Let’s take race first. Some have argued that standardized tests are inherently racist because, as a group, Black and Brown students score lower than their white peers. Many educators also believe that the primary reason non-white students suffer academically is that they don’t see themselves and their cultures reflected in the curriculum, as white students do.

We should of course do whatever we can to ensure that standardized tests are not culturally biased and that the curriculum provides “mirrors” as well as “windows” for all students. But many thousands of white students also score low on standardized tests. In Rhode Island, for example, almost 3,500 white 8th graders scored below the proficient level on a national reading assessment in 2019, as compared to about 2,000 Hispanic and 800 Black students. It’s true that Black and Hispanic students were more likely to score below proficient than white students, but if the basic reason for low scores is racism, why do so many white students score low as well?

Then there’s poverty. There are certainly factors associated with poverty that make it hard to learn—things like food and housing insecurity, which create stress. But we also have evidence that it’s not poverty itself that causes lower levels of academic achievement.

Consider a study done in 2012 by the Brookings Institute that looked at whether children were ready for kindergarten. As you would expect, they found that poor kids were far less likely to be ready than their higher-income peers. But when they looked at kids whose mothers had at least a BA, they found that 91% of poor children in that category were ready for kindergarten, as opposed to just 84% of higher-income kids in the same category—the only category in which poor kids were actually better prepared.

Having college-educated parents doesn’t guarantee academic success. On the 2019 national reading test, 59% of the eighth-graders who scored below the 25th percentile had parents who were college graduates. But it does make success a lot more likely. Of the students who scored at or above proficient on that test, only 17% had parents who hadn’t finished high school, while 44% had parents with college degrees.

The point is not that all parents need to go to college. Rather, it’s that schools can give all students what college-educated parents often provide: academic knowledge and vocabulary. That’s essentially what enables students to do well on standardized reading tests—not to mention in high school and in life.

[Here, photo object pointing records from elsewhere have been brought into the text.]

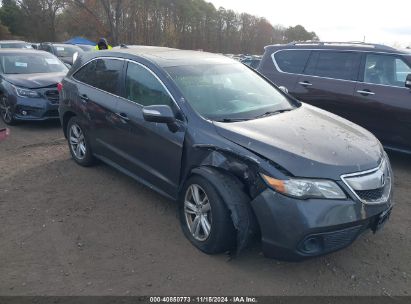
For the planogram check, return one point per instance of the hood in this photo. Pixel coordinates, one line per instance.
(307, 142)
(34, 81)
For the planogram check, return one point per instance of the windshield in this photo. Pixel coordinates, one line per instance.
(15, 46)
(86, 48)
(228, 91)
(66, 51)
(31, 63)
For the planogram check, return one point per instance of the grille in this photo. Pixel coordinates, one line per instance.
(339, 239)
(373, 186)
(370, 195)
(53, 96)
(326, 242)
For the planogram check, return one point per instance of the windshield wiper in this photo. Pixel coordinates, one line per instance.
(269, 113)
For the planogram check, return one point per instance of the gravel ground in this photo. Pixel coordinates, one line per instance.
(68, 230)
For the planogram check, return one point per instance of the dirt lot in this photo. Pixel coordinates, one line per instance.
(68, 230)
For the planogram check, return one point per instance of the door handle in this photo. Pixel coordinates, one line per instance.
(84, 98)
(123, 116)
(305, 83)
(365, 92)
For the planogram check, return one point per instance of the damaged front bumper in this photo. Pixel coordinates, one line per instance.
(36, 108)
(293, 229)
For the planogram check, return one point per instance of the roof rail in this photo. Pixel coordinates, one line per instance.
(346, 43)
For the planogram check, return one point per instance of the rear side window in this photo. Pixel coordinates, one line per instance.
(292, 61)
(386, 70)
(103, 74)
(336, 65)
(144, 88)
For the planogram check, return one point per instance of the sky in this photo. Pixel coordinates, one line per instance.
(385, 22)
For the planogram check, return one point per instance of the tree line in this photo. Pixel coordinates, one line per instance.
(187, 24)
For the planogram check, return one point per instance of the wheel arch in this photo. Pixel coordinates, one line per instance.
(66, 118)
(237, 201)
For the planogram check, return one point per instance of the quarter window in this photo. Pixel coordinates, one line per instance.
(292, 61)
(103, 74)
(336, 65)
(144, 88)
(386, 70)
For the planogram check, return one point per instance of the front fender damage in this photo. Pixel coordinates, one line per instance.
(236, 179)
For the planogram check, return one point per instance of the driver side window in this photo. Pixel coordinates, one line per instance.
(144, 88)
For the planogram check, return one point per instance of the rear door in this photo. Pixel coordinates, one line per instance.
(383, 100)
(150, 151)
(98, 95)
(329, 81)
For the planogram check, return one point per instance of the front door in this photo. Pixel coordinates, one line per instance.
(99, 94)
(150, 151)
(384, 99)
(328, 82)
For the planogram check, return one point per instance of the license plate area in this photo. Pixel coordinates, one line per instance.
(381, 220)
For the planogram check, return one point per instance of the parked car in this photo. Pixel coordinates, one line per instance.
(252, 61)
(365, 83)
(63, 51)
(237, 153)
(14, 44)
(28, 85)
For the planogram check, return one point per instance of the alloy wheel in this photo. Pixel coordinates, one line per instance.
(197, 211)
(77, 142)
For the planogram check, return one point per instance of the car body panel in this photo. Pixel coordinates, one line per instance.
(304, 142)
(344, 147)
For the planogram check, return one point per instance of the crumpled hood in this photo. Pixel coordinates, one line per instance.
(308, 142)
(34, 81)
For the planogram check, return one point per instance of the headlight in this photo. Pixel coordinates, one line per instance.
(26, 93)
(306, 188)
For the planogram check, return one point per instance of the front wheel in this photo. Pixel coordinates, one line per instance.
(6, 111)
(204, 218)
(78, 143)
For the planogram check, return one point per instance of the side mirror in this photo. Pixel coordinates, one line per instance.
(159, 114)
(408, 81)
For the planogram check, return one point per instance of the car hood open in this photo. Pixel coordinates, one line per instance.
(307, 142)
(34, 81)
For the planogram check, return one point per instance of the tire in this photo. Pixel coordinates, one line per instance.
(6, 111)
(78, 143)
(222, 234)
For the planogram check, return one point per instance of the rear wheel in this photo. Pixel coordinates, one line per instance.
(78, 143)
(6, 111)
(204, 217)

For complex reasons, most schools aren’t doing a good job of that, especially at the elementary level. Instead of immersing children in the subjects that build academic knowledge—history, geography, science, and the arts—elementary schools spend the bulk of the day having students practice illusory reading comprehension “skills” on easy-to-read books about random topics. That standard approach leaves them without the background knowledge they need to understand high school-level texts—or, often, the passages on reading tests.

An increasing number of schools are switching to a fundamentally different kind of elementary curriculum, one that systematically build kids’ academic knowledge beginning in the early elementary years—while also teaching them to decipher written words, another aspect of reading instruction for which teachers have gotten inadequate training. At higher grade levels, schools are beginning to use explicit, carefully sequenced writing instruction to identify and compensate for gaps in knowledge that prevent students from learning what the curriculum expects. But these approaches are still far from being the norm.

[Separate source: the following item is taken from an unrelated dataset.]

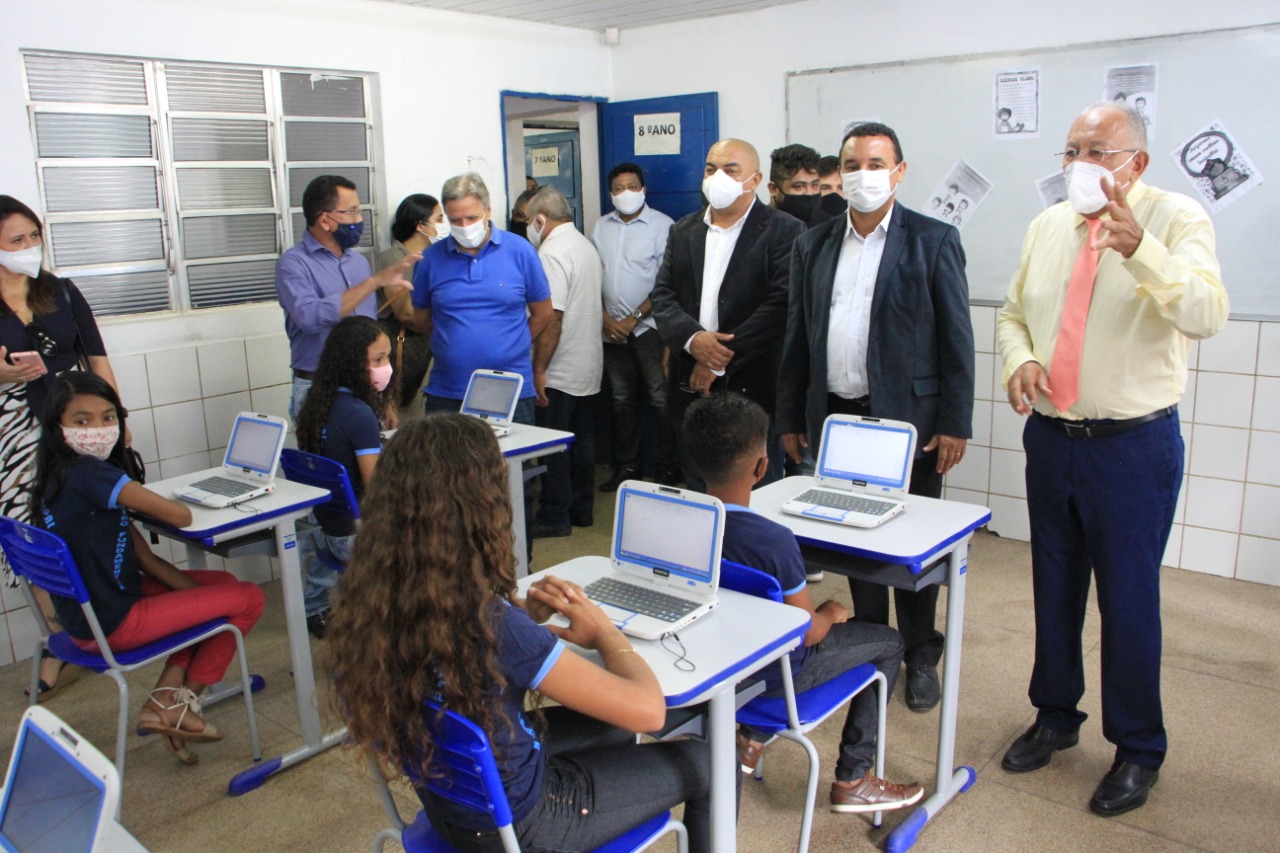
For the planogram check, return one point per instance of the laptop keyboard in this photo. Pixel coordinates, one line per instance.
(842, 501)
(224, 486)
(641, 600)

Yes, we need effective teachers—but the best way to enable teachers to be effective is to provide them with a knowledge-building curriculum and the training to implement it well. Yes, we need fair and adequate school funding—but unless we know how to spend it wisely, it won’t make much difference (and a good curriculum costs no more than a bad one).

And yes, we need to fight racism and poverty—but we have to simultaneously change what and how schools teach, so that they truly educate all students. Otherwise, we may find that eliminating racism and poverty, assuming we can manage to do that, isn’t actually enough to create a fairer education system and a fairer society.